LECCIONES
RÁPIDAS Y SENCILLAS
Tomás Martín Tamayo
Hace muchos
años, en plena euforia monárquica, con un Juan Carlos I al que se reverenciaba
en toda España, escribí un artículo -¡pecado de juventud!- cuestionando su
legitimidad de origen porque había sido señalado por Franco, del que había
“heredado” la Jefatura del Estado… Además de no publicarme el artículo, recibí
una atenta llamada de la secretaria del director de HOY, para invitarme a tomar un café “con el
jefe”, en su despacho.
Yo barruntaba
un “despido” inmediato, pero el “jefe”, hombre inteligente y de autoridad sin
titubeos, eligió el registro de la tolerancia: “Llevas varios artículos dando
puntaditas contra la monarquía, yo sé de tus veleidades republicanas, pero este
periódico no las comparte, te sugiero que no me pongas nunca más a prueba y que
no vuelvas a enviar artículos en esa dirección”. No hubo café pero sí mucha claridad y con pocas palabras,
en unos minutos, me enseñó lo que es un periódico, una línea editorial, un
director y un columnista.
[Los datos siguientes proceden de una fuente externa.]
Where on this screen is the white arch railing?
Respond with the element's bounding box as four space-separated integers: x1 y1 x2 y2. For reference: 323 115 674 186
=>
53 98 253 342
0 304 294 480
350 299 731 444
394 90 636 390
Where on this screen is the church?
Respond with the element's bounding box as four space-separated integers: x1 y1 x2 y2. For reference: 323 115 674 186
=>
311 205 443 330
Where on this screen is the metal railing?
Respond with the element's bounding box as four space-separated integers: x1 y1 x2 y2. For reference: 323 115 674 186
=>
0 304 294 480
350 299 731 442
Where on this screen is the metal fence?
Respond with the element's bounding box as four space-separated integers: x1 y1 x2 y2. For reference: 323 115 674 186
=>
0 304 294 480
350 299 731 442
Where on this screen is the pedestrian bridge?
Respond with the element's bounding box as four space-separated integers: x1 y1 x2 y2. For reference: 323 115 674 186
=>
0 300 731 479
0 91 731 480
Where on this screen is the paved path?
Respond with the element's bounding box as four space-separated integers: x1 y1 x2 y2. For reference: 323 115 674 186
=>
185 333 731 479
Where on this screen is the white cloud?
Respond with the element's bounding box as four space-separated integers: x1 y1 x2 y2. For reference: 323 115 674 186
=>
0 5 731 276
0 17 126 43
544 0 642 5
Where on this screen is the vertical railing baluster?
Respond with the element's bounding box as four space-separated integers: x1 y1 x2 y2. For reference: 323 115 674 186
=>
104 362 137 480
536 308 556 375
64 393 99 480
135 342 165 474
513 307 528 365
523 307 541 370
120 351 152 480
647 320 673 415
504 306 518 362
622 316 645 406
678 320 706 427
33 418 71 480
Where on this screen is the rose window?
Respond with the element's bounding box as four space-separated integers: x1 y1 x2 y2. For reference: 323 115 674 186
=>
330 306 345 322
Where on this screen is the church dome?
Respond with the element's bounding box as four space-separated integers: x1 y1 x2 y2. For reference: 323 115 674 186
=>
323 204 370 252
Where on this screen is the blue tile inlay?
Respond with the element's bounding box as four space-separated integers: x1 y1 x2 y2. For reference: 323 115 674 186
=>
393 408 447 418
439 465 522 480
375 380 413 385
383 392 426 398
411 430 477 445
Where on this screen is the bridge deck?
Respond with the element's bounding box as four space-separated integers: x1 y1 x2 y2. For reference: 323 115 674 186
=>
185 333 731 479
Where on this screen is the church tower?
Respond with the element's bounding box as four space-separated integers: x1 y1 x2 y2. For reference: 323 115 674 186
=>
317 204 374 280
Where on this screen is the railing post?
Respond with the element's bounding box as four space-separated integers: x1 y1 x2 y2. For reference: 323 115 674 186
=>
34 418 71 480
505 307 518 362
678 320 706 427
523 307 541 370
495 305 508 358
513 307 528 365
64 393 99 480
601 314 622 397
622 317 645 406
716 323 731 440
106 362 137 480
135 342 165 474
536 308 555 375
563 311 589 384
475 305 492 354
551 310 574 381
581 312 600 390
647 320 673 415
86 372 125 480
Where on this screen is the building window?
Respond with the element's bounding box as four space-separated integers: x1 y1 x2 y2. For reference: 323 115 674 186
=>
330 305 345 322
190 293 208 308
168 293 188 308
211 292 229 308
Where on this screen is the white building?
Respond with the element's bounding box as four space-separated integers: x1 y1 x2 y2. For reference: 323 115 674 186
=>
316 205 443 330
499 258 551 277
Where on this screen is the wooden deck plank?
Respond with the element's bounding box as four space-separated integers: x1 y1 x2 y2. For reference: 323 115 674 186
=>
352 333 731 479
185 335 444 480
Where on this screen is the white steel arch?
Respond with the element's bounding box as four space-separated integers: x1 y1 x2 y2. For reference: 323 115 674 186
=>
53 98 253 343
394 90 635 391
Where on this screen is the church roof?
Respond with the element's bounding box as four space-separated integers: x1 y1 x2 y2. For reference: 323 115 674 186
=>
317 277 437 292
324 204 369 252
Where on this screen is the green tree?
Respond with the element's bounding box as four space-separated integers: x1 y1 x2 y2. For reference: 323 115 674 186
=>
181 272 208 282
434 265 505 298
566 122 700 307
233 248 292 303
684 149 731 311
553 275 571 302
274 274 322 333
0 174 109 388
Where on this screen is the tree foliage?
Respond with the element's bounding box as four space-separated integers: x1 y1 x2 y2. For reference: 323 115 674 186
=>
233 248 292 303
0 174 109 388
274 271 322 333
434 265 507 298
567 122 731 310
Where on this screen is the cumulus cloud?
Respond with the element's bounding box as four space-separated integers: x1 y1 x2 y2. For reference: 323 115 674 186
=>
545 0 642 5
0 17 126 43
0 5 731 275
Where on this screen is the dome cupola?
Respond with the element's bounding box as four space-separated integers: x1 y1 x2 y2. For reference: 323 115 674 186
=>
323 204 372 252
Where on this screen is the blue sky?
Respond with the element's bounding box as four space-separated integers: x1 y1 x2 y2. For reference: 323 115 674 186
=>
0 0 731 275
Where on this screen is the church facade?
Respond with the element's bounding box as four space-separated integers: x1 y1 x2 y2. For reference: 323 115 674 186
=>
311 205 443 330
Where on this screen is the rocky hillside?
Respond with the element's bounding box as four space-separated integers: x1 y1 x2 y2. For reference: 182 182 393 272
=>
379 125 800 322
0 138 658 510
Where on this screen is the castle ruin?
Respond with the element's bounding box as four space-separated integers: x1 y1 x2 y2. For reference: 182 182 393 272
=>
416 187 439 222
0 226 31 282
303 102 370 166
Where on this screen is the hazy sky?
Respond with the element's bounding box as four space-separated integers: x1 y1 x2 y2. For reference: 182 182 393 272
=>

Nunca mais.
En Badajoz,
horas antes de embarcar para el acuartelamiento cordobés de Ovejo, donde teníamos que hacer el
“campamento” del servicio militar, nos entregaron el petate con los útiles
personales. Como soy “tipo medio”, toda la ropa me venía bien, excepto las
botas, que eran del 45. Reclamé y me dijeron que intentara cambiarlas o que al
llegar a Ovejo se lo dijera al cabo furriel.
En el tren, entre más de 200 aspirantes a reclutas, ninguno aceptó el trueque y al día siguiente, con mis botas de “siete
leguas”, me dirigí al cabo furriel, que me dijo que eso tenía que autorizarlo el
sargento Basilio: ¿Y dónde está? Siempre en la cantina de suboficiales.
Con mis botas
al hombro y mi ignorancia sobre las “clases” militares, entré en la cantina de
suboficiales, de la que un cabo me echó casi a empujones porque “¿dónde coño
vas, recluta?”. Se lo expliqué y me dijo que esperara en las escaleras hasta
que saliera el sargento Basilio. Mes de Julio, en Córdoba, a pleno sol y
sentado en unas escaleras de granito, en las que se podía freír un huevo. Una
hora después, el cabo salió para señalarme con gestos al sargento, que bajaba
las escaleras con poca seguridad. Resopló al final de ellas, se puso la gorra
de plato, sacó pecho y comenzó a caminar sin siquiera mirarme. Yo me acerqué y
me puse a su altura. Era muy alto y me miró desde arriba, evidentemente
achispado y oliendo a vino recocido:
-¿Qué te
traes?
-Que ayer en
Badajoz me dieron unas botas del 45 y las necesito del 41.
-¿Y a mí qué
coño de dices?
-Es que el
cabo furriel me ha dicho que solo usted puede cambiármelas.
-¿Yo? Mira
chaval, el cabo furriel y tú os podéis ir a tomar por culo. ¡Largo, búscate la
vida!
Lección
aprendida, en un minuto el sargento Basilio me enseñó lo que era la mili. Como
lo aprendí todo de golpe, me “busqué la vida” y al día siguiente calcé unas del 41, mientras que el de la
litera de al lado vociferaba, acordándose de la madre del cabronazo que le
había cambiado sus botas… Lo vi tan apurado que me dio pena: ¡No te preocupes,
eso te lo resuelve el sargento Basilio!